Fighting bots is fighting humans

Ben Werdmuller

25 Jun 2024 — 1 min read

"I fear that media outlets and other websites, in attempting to "protect" their material from AI scrapers, will go too far in the anti-human direction."

I've been struggling with this.

I'm not in favor of the 404 Media approach, which is to stick an auth wall in front of your content, forcing everyone to register before they can load your article. That isn't a great experience for anyone, and I don't think it's sustainable for a publisher in the long run.

At the same time, I think it's fair to try and prevent some bot access at the moment. Adding AI agents to your robots.txt - although, as recent news has shown, perhaps not as effective a move as it might be - seems like the right call to me.

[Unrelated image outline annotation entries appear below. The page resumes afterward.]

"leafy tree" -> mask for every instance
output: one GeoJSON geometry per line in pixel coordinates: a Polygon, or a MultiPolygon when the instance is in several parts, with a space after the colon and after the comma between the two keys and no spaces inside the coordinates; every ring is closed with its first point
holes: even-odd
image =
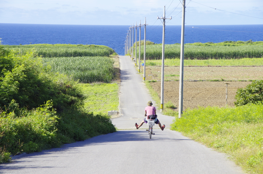
{"type": "Polygon", "coordinates": [[[21,107],[35,108],[52,100],[57,111],[80,106],[84,96],[77,82],[63,74],[50,72],[33,50],[11,52],[0,57],[0,108],[14,100],[21,107]]]}
{"type": "Polygon", "coordinates": [[[263,104],[263,80],[252,82],[244,88],[237,90],[234,103],[236,106],[245,105],[250,103],[263,104]]]}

Clearly an AI agent isn't a human. For ad hoc queries - where an agent is retrieving content from a website in direct response to a user query - it clearly is acting on behalf of a human. Is it a browser, then? Maybe? If it is, we should just let it through.

It's accessing articles as training data that I really take issue with (as well as the subterfuge of not always advertising what it is when it accesses a site). In these cases, content is copied into a corpus in a manner that's outside of its licensing, without the author's knowledge. That sucks - not because I'm in favor of DRM, but because often the people whose work is being taken are living on a shoestring, and the software is run by very large corporations who will make a fortune.

But yes: I don't think auth walls, CAPTCHAs, paywalls, or any added friction between content and audience are a good idea. These things make the web worse for everybody.

Molly's post is in response to an original by Manu Moreale, which is also worth reading.

#AI